I cannot think of a rigorous argument for why $G \times G$ is single ended. If you remove a compact set $K$, you can always go around the points of $K$ in some way to get between points in $G \times G - K$. But how, exactly?
I will assume $G$ is infinite; otherwise $G\times G$ is compact and has no ends.

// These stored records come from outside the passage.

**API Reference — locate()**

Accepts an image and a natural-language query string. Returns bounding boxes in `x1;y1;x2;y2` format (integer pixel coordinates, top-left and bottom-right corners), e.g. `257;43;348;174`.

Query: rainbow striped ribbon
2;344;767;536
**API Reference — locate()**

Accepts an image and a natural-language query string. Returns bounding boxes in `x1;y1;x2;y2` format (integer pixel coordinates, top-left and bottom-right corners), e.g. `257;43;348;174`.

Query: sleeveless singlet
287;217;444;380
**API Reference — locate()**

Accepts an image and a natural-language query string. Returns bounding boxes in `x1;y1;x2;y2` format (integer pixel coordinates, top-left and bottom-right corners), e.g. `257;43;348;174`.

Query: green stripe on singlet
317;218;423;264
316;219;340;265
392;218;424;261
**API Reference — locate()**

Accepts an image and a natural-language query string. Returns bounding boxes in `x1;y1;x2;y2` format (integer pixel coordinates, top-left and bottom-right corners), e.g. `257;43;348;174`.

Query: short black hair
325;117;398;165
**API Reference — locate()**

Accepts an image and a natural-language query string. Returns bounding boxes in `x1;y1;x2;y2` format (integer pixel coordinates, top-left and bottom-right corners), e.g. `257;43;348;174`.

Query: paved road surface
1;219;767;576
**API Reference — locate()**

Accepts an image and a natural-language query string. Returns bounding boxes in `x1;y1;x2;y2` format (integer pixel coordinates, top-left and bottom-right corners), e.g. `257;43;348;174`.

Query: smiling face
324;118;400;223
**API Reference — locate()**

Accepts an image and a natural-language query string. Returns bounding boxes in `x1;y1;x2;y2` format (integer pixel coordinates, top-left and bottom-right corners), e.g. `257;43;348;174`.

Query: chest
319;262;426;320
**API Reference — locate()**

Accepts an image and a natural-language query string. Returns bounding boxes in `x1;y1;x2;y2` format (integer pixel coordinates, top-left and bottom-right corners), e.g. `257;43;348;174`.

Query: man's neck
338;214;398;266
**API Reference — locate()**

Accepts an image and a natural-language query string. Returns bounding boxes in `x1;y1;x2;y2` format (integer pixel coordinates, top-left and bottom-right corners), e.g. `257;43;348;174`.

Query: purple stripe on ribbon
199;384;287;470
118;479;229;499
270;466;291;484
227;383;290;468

Suppose $K\subset G\times G$ is compact. We may assume that in fact $K=H\times H$ for some finite full subgraph $H$ of $G$ (just take the full subgraph on the vertices of all the edges which intersect $K$; here we use the assumption that $G$ is locally finite to guarantee that the full subgraph on finitely many vertices is finite). Now suppose $x,y\in G\times G-K$. Each of $x$ and $y$ must have at least one coordinate which is not in $H$; let us suppose $x=(a,b)$ and $y=(c,d)$ where $a,c\not\in H$ (the other cases are similar). Pick a point $e\in G-H$. In $G\times G-K$, we can then find a path from $(a,b)$ to $(a,e)$ (take a path from $b$ to $e$ on the second coordinate), a path from $(a,e)$ to $(c,e)$ (take a path from $a$ to $c$ on the first coordinate), and a path from $(c,e)$ to $(c,d)$ (take a path from $e$ to $d$ on the second coordinate). Concatenating these, we get a path from $x=(a,b)$ to $y=(c,d)$, so $G\times G-K$ is connected.
(Note that for general compact $K$ not of the form $H\times H$, $G\times G-K$ may not be connected--only the complement of its bounded components is connected.)